QuoteLiving stealth is showing the world who you were meant to be perceived as to begin with, it's showing the part of you that used to be hidden.
The whole question of "stealth" takes on an entirely different perspective when you know a child who was mis-assigned at birth and has lived as herself since she was around 3-1/2. She's almost a teen now, and has never identified as a boy, or as transgender, or trans or...well, anything but a girl. As far as she is concerned she just has a wrong body part and will need medical intervention at puberty. The whole concept of "stealth" itself gets flipped upside down & inside out and becomes meaningless when someone has never *had* to live as anyone other than themselves. It's no longer living stealth any more than cis people live in stealth.

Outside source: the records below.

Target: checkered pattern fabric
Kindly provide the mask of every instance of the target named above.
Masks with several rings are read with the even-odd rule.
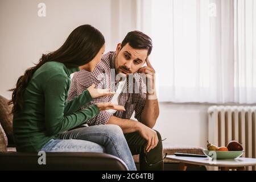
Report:
[[[76,72],[73,77],[69,91],[68,100],[72,100],[94,84],[98,89],[109,89],[115,90],[115,85],[119,82],[116,76],[114,65],[115,52],[109,52],[103,55],[101,62],[98,64],[93,72],[82,69]],[[125,111],[117,111],[114,114],[102,111],[100,114],[92,118],[88,122],[89,126],[104,125],[112,115],[123,119],[130,119],[135,111],[135,118],[141,120],[141,115],[144,107],[146,87],[142,75],[134,73],[129,75],[121,93],[119,105],[123,106]],[[85,105],[85,108],[92,104],[110,102],[113,96],[97,97]]]

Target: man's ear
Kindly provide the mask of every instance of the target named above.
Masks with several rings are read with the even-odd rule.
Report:
[[[115,51],[118,52],[121,50],[121,43],[118,43],[117,46],[117,49],[115,49]]]

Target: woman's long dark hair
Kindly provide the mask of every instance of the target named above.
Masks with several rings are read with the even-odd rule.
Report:
[[[23,94],[35,72],[46,62],[56,61],[67,67],[78,67],[90,62],[105,44],[102,34],[90,25],[84,24],[75,29],[57,50],[43,54],[39,63],[27,69],[19,77],[9,104],[13,104],[12,113],[22,110]]]

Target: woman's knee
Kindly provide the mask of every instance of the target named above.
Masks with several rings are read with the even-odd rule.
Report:
[[[155,132],[156,132],[156,134],[158,135],[158,140],[162,140],[162,136],[161,136],[161,134],[160,134],[160,133],[158,131],[156,131],[155,130],[154,130]]]

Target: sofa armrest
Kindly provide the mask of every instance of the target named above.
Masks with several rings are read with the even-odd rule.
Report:
[[[40,156],[37,153],[0,152],[0,171],[127,170],[122,160],[105,153],[48,152],[46,164],[39,165],[38,160]]]

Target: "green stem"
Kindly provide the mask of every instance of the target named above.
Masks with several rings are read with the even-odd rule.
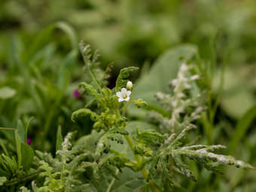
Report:
[[[133,102],[133,97],[130,98],[130,99],[129,100],[129,102],[127,102],[127,104],[123,107],[123,112],[122,114],[124,115],[125,114],[125,111],[126,111],[126,108],[128,108],[128,106],[130,105],[130,104]]]
[[[125,136],[124,137],[125,137],[125,139],[126,139],[126,141],[128,142],[129,147],[130,148],[130,149],[132,150],[132,151],[133,153],[133,155],[134,155],[134,157],[135,157],[135,158],[136,158],[136,160],[137,161],[137,164],[139,164],[139,165],[141,164],[142,160],[141,160],[140,156],[138,155],[138,154],[136,154],[135,152],[134,152],[134,150],[133,150],[134,145],[133,145],[132,139],[130,138],[130,136]],[[148,180],[148,172],[146,169],[146,168],[144,167],[141,170],[141,172],[142,173],[143,177],[145,178],[145,179]],[[154,183],[154,181],[151,179],[149,179],[148,181],[148,182],[149,183],[150,187],[151,187],[151,190],[153,192],[159,192],[159,190],[158,190],[157,185]]]
[[[32,173],[29,175],[24,176],[23,178],[22,178],[21,179],[16,179],[16,180],[13,180],[13,181],[7,181],[5,183],[5,186],[11,186],[11,185],[14,185],[16,184],[18,184],[20,182],[23,182],[26,180],[29,180],[32,178],[34,178],[35,176],[36,176],[37,175],[38,175],[40,172],[41,172],[42,171],[38,171],[34,173]]]
[[[89,69],[89,72],[90,72],[90,76],[92,77],[93,80],[95,81],[96,85],[98,86],[99,91],[101,91],[102,88],[100,86],[100,84],[99,84],[99,81],[98,81],[98,80],[97,80],[95,74],[94,74],[94,72],[93,72],[93,70],[90,69],[90,66],[88,66],[88,69]]]

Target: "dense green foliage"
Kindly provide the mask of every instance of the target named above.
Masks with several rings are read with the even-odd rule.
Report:
[[[254,191],[255,11],[1,1],[0,191]]]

I sometimes, often, don't pass; my daughter always does. I completely, painfully grok the concept of "passing" and long to be stealth but I realize that is because it was denied me for much of my life so far. That longing and insecurity is part of my experience of the world. She has no idea what I'm talking about the few times I've mentioned it on the advice of a child psych (note: very few child psychs 'get' trans, much less 'get' trans kids, and much, much less 'get' trans families). But all I can do is live as myself; that's what other people who happen to be cis people do, day in and day out. And I've found that the more I do so, the more people accept me for who I am and who I identify as. The closer to stealth I become.

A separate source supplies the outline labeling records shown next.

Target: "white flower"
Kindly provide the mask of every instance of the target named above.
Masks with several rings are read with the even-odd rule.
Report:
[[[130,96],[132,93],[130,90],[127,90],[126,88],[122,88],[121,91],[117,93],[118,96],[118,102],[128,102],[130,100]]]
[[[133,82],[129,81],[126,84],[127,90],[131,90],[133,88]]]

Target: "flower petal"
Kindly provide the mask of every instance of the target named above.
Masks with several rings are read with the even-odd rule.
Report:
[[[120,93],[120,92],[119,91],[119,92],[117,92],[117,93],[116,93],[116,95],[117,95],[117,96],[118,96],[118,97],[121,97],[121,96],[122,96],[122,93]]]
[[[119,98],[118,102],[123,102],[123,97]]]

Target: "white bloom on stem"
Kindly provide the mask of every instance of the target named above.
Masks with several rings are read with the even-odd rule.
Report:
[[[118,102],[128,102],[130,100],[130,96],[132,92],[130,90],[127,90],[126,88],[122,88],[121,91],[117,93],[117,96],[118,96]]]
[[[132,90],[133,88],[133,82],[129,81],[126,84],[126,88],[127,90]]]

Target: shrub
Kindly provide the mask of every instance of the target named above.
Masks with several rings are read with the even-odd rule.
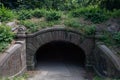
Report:
[[[32,18],[31,10],[20,10],[18,12],[18,20],[26,20]]]
[[[64,22],[64,24],[68,27],[79,28],[81,27],[80,22],[75,21],[74,19],[69,19]]]
[[[0,26],[0,42],[11,42],[14,37],[11,28],[5,25]]]
[[[50,11],[47,11],[47,14],[45,17],[47,21],[55,21],[61,18],[61,13],[59,11],[50,10]]]
[[[120,9],[119,10],[113,10],[111,12],[113,18],[120,18]]]
[[[41,18],[46,14],[45,9],[35,9],[32,13],[33,17]]]
[[[0,52],[4,51],[13,38],[14,33],[11,32],[11,28],[6,25],[0,25]]]
[[[2,7],[0,8],[0,21],[10,21],[13,18],[13,12],[2,5]]]
[[[26,20],[21,21],[20,24],[24,25],[28,29],[28,32],[36,32],[38,30],[38,25],[34,22]]]
[[[113,36],[113,39],[120,44],[120,32],[116,32]]]
[[[93,23],[100,23],[109,18],[107,15],[107,11],[104,9],[100,9],[97,6],[88,6],[76,9],[71,12],[73,17],[83,16],[85,19],[91,20]]]

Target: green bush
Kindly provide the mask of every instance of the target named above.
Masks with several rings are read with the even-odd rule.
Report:
[[[11,32],[11,28],[5,25],[0,25],[0,52],[4,51],[13,38],[14,33]]]
[[[111,12],[111,15],[113,18],[120,18],[120,9],[119,10],[113,10],[113,12]]]
[[[14,37],[11,28],[5,25],[0,25],[0,42],[11,42]]]
[[[32,13],[33,17],[41,18],[45,16],[46,10],[45,9],[35,9]]]
[[[113,39],[120,44],[120,32],[116,32],[113,36]]]
[[[61,18],[61,13],[59,11],[50,10],[47,11],[45,18],[47,21],[59,20]]]
[[[0,21],[10,21],[14,18],[14,14],[11,10],[5,8],[3,5],[0,8]]]
[[[26,20],[32,18],[31,10],[20,10],[18,12],[18,20]]]
[[[34,22],[25,20],[25,21],[21,21],[20,24],[24,25],[27,28],[28,32],[30,33],[36,32],[38,30],[38,25]]]
[[[104,9],[100,9],[97,6],[88,6],[73,10],[71,15],[73,17],[80,17],[83,16],[85,19],[91,20],[93,23],[100,23],[109,18],[107,14],[108,11]]]
[[[80,22],[74,20],[74,19],[69,19],[64,22],[64,24],[68,27],[73,27],[73,28],[79,28],[81,27]]]

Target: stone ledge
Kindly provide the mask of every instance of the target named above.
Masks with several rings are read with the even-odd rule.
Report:
[[[3,54],[0,54],[0,76],[16,76],[26,70],[25,41],[16,41]],[[17,69],[17,70],[16,70]]]

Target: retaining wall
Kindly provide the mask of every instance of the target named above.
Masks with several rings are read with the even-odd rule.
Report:
[[[0,54],[0,76],[17,76],[26,71],[25,41],[16,41]]]
[[[120,59],[106,45],[97,44],[94,51],[94,69],[104,77],[120,78]]]

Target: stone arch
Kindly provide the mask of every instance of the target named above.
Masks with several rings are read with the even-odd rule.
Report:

In the end, there are people in this world who will get hassled or far worse for being of certain bloodlines, for having certain social or political views or just for being different, or insisting on being "trouble" (read: not accepting the status quo). If not for how some cis people treat trans people out of ignorance and ego, there would be no need to worry about being stealth. In the right crowd, the author of the piece could have said, "when I used to get my period" and the conversation would simply keep flowing. That tells me "stealth" is not about us. And that in turn indicates me that perhaps there is no such thing as living stealth. Maybe it's just living authentically, as much as safety will allow, and keeping private things that polite people don't discuss anyway, be they trans or cis.